Whilst the British Government demurred about doing anything substantial to help they cast about for an Irishman to blame, but it was difficult to find anyone in a position of power who did not have a significant English connection. Whilst ships lay in Irish ports packed with Irish grain for export to the British mainland, the people of Britain themselves gave generously. The British Relief Association donated £200,000 to help the starving in Ireland. Queen Victoria herself gave £2,000, the Prime Minister made a substantial donation, as indeed did Pope Pius XI. But charity alone cannot prevent an entire country from starving. Only the resources available to a Government can do that, and the British Government’s response to the famine in Ireland either out of malice, neglect, a failure of will, or a combination of all three, was woefully inadequate.

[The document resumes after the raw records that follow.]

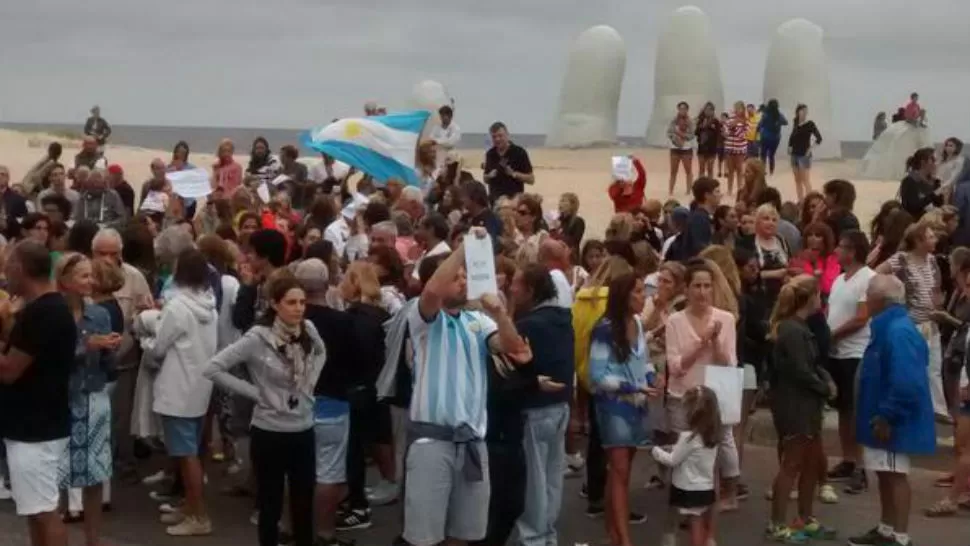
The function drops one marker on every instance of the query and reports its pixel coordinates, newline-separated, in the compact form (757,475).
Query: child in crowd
(692,459)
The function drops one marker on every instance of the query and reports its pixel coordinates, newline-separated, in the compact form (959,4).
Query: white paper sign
(190,184)
(263,192)
(622,168)
(480,266)
(728,383)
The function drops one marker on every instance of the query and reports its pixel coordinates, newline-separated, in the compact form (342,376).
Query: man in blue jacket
(894,413)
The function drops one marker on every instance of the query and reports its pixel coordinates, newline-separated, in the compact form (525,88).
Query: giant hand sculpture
(590,92)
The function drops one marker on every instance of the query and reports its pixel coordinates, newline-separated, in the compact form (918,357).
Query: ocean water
(206,139)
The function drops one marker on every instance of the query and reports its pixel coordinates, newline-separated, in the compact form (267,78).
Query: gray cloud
(295,63)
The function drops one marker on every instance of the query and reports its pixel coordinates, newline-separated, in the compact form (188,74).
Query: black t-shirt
(504,185)
(35,407)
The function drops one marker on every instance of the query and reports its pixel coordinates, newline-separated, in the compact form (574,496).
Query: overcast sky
(299,63)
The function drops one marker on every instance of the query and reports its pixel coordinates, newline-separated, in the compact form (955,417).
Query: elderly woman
(915,265)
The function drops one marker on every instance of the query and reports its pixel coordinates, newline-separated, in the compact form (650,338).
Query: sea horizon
(203,139)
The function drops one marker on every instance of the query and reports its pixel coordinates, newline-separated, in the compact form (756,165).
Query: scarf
(286,340)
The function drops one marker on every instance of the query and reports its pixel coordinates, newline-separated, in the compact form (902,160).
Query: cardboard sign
(623,168)
(728,383)
(480,266)
(190,184)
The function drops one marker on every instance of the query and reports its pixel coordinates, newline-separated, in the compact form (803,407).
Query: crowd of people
(329,325)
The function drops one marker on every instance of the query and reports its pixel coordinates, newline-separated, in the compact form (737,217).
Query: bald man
(894,411)
(554,254)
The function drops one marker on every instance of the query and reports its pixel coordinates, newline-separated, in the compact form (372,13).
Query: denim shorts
(622,426)
(182,435)
(331,430)
(801,161)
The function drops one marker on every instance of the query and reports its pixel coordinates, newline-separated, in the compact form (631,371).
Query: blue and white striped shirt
(450,359)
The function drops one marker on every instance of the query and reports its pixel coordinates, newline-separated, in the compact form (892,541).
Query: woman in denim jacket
(89,463)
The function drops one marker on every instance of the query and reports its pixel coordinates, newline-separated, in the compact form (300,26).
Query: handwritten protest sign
(480,266)
(190,184)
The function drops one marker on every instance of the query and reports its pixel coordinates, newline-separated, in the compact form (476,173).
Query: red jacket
(633,200)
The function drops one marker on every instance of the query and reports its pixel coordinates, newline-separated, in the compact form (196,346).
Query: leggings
(279,458)
(768,150)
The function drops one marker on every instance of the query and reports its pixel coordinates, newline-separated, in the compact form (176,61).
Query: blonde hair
(612,267)
(724,298)
(620,228)
(793,296)
(724,258)
(362,279)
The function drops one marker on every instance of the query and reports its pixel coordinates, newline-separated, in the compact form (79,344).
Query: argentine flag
(383,147)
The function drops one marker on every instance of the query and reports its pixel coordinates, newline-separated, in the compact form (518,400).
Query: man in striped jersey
(447,487)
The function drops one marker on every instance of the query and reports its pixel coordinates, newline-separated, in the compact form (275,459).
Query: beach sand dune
(585,172)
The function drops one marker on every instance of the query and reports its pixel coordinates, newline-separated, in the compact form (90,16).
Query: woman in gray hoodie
(284,355)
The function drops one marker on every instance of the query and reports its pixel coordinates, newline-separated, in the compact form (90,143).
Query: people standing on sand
(800,150)
(100,204)
(735,145)
(507,165)
(894,415)
(262,163)
(708,132)
(921,189)
(879,125)
(58,180)
(117,182)
(628,195)
(33,181)
(769,127)
(447,135)
(680,133)
(90,155)
(752,135)
(226,173)
(35,370)
(97,127)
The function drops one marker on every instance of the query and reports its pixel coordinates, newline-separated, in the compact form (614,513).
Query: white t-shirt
(564,292)
(844,300)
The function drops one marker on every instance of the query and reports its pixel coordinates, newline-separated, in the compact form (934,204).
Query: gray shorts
(438,502)
(331,435)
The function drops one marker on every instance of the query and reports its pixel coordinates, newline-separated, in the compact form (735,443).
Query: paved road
(133,523)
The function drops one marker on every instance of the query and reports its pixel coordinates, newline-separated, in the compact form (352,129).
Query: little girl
(692,460)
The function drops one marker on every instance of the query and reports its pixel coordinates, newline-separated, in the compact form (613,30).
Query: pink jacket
(682,340)
(829,269)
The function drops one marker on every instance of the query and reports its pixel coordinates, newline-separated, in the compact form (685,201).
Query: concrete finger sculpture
(797,72)
(686,69)
(886,158)
(430,95)
(590,94)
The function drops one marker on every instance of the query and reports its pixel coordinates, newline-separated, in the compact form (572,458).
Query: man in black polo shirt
(707,197)
(507,166)
(34,411)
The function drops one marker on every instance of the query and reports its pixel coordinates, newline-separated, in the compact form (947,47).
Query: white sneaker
(383,493)
(156,478)
(827,494)
(191,527)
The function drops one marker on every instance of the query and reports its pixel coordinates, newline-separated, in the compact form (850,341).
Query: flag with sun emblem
(383,147)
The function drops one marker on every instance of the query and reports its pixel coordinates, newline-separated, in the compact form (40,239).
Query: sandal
(941,509)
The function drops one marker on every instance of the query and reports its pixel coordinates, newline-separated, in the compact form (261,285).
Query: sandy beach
(584,172)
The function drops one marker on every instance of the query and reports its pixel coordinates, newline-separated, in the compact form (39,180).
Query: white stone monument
(430,95)
(797,72)
(886,158)
(590,94)
(686,69)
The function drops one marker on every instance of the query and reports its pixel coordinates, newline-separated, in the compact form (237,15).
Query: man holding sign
(446,460)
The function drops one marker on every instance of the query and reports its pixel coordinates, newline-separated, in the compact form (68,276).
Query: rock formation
(590,94)
(686,69)
(886,158)
(797,72)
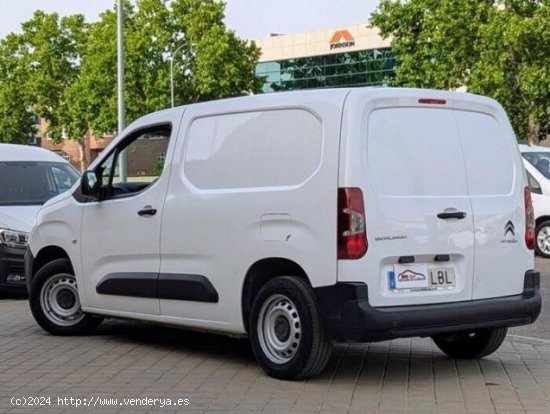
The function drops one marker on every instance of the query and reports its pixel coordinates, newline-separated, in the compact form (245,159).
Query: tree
(500,49)
(64,70)
(212,62)
(36,68)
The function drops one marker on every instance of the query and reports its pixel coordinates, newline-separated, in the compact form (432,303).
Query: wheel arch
(262,271)
(540,220)
(44,256)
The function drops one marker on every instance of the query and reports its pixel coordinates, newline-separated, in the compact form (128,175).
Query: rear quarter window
(253,149)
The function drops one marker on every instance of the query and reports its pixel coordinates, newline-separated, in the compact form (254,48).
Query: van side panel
(250,181)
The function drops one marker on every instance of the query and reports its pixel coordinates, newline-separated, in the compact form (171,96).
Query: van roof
(16,152)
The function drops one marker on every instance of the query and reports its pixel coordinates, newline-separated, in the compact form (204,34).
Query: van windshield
(539,160)
(34,183)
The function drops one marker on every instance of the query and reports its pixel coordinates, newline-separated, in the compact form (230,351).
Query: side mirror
(89,185)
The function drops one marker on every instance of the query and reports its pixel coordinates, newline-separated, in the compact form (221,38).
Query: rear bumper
(12,273)
(348,316)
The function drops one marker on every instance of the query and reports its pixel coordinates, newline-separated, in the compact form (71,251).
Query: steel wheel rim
(279,329)
(543,240)
(59,300)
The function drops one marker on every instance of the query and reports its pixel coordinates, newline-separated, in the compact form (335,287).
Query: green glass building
(353,56)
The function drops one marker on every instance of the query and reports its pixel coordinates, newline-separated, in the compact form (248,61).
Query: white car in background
(29,176)
(537,164)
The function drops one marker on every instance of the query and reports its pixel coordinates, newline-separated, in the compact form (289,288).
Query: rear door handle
(147,211)
(455,214)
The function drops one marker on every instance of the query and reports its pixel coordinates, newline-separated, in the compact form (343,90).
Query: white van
(299,219)
(29,176)
(536,160)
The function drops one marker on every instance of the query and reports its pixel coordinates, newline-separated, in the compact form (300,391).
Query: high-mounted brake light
(432,101)
(529,220)
(352,233)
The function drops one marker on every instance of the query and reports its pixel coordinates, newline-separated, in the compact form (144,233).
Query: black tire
(54,301)
(471,345)
(542,246)
(307,349)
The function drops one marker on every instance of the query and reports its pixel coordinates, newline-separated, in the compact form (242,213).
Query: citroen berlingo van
(300,219)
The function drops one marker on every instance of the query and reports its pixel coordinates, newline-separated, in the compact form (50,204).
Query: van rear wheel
(286,331)
(471,345)
(54,301)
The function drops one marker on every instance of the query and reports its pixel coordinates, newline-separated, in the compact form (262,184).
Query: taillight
(529,220)
(352,233)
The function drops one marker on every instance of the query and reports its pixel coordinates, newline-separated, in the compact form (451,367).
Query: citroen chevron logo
(509,228)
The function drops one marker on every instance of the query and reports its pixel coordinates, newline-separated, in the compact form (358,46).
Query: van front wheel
(471,345)
(55,303)
(286,331)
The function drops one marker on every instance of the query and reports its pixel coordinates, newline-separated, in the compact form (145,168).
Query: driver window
(145,156)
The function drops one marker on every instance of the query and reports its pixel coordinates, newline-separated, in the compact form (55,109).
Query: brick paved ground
(132,360)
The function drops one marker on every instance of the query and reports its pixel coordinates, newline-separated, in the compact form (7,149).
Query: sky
(251,19)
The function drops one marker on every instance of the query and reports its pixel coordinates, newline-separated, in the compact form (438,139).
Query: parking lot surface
(134,367)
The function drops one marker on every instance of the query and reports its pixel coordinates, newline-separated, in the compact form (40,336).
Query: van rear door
(440,180)
(419,217)
(496,188)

Protestant Associations began to spring up all over Ireland to provide soup kitchens for the starving population. These were often established in Protestant Churches and Church of Ireland schools but help would be conditional on the supplicant’s conversion to the Protestant faith, this caused a great deal of bitterness and a resentment that continues to rancour to this day.
For those families who could afford it the only way out of this cycle of death was emigration. In 1847, when the famine was at its height 100,000 Irish people left their homes for the Americas and Australia. By 1854 this figure had reached 1,500,000, and this process of emigration was to continue for many decades to come.
In total at least 1 million men, women, and children were to die of starvation and disease as a consequence of the Irish famine which decimated so much of the countryside. The West of Ireland, which was the worst hit region suffered unendurable hardship. The loss of life and the mass-emigration that followed means that the Irish population still remains lower now than it had been in the 1850’s.
The British response to the famine in Ireland has soured relations between the two peoples ever since and those terrible years were to become a rallying cry for the cause of Irish Nationalism. For as the Irish freedom fighter John Mitchell wrote:
“The Almighty, indeed sent the potato blight, but it was the England who created the famine.”
There is more than an element of truth to this remark for throughout the famine years Ireland continued to export more food than it imported.